Au petit matin du 7 avril, Raymond Moncorgé se met en route pour Châtel-Montagne, d’un bon pas. Il apprécie la beauté des paysages, mais la fatigue se fait sentir, et la marche devient plus pénible. Il a en tête les points de repère indiqués par le teinturier de Varennes. Il traverse Châtel, puis Chargueraud, dès lors, il redouble de vigilance. Enfin apparaît la ferme du rendez-vous, il ne peut pas se tromper, c’est bien l’endroit décrit par le teinturier de Varennes.
Il respire un grand coup et frappe à la porte, une femme jeune et grande lui ouvre et lui demande ce qu’il veut. Raymond lui montre le demi-billet de cinq francs, mais la femme, qui s’appelle Mélanie Mandart, semble ne pas comprendre. Raymond insiste et Mélanie lui demande d’attendre devant la porte. Un bon moment après, elle revient et paraît détendue : « C’est bon, entre ». Elle a vérifié que la moitié de billet correspondait bien à celle qu’elle possédait déjà, c’était ça le code pour entrer dans la maquis. Mélanie et Raymond font connaissance et partagent un copieux repas, malgré les difficultés de ravitaillement dues à l’occupation. Mélanie annonce ensuite à Raymond qu’elle va le conduire là où il pourra se reposer, et lui tend deux couvertures. Elle le précède dans les prés et les bois jusqu’à une petite clairière où se trouve une cabane faite de branches de sapin. « Tu seras bien dans ton lit de fougères, on va t’apporter la soupe ce soir. Au revoir et à bientôt. » Raymond explore les environs immédiats, constitués de forêts et de buissons, et commence à trouver le temps long, quand, à la tombée de la nuit, un jeune homme arrive avec un panier de provisions. Il s’appelle Julien Charpentier, dit « Toto » dans la Résistance, et fait partie du maquis. C’est lui qui assure la liaison avec le chef. Toto parti, Raymond s’installe dans son lit de fougères et dort profondément après une journée épuisante.
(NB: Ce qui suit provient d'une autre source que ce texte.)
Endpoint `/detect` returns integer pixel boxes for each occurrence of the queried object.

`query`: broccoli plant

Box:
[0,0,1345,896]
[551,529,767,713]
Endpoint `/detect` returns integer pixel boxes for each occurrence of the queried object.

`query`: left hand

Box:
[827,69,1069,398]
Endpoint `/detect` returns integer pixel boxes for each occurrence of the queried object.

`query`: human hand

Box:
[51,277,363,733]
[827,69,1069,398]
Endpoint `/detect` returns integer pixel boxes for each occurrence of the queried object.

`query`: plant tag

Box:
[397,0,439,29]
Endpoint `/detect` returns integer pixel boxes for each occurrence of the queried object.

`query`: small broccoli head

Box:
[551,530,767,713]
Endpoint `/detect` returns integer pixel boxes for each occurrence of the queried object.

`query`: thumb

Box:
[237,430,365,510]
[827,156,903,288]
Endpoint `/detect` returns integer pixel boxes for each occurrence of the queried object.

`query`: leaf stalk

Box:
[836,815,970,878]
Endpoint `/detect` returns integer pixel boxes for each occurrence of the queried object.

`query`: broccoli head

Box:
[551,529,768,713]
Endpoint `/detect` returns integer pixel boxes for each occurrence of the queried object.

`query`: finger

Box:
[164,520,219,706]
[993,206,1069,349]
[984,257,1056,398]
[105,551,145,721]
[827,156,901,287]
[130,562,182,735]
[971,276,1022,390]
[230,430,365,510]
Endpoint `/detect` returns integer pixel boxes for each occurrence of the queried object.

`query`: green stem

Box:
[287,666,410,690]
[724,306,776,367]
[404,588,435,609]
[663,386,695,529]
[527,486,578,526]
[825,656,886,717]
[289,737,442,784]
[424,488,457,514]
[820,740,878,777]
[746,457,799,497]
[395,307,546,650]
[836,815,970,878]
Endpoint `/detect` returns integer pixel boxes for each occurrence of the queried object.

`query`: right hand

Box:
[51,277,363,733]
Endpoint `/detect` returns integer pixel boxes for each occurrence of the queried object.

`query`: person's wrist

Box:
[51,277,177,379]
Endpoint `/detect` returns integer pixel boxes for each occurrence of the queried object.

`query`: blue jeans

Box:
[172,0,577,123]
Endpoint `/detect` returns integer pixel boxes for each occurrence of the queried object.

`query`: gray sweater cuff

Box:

Le lendemain, rien ne se passe à part les ravitaillements de Toto, et Raymond s’impatiente de plus en plus. Au matin du troisième jour, il décide de mettre fin à cette situation. Sans hésiter, il met le feu à la cabane qui brûle entièrement. A son arrivée, Toto est tout surpris et annonce que le chef va être très en colère. Il repart le chercher. Peu de temps après, le chef arrive avec Toto, il s’agit d’André Mandart, le mari de Mélanie. Voyant les restes fumants de la cabane, il se met à rire et s’exclame : « Eh bien celui-ci c’est un bon ! Prends ton balluchon et viens avec nous. ».
Voici comment Raymond Moncorgé est entré au maquis de Châtel-Montagne, après une mise à l’épreuve un peu particulière ; il va vivre bien des aventures avec ses nouveaux camarades de combat dans cette Montagne Bourbonnaise dont il a si bien décrit l’esprit de solidarité.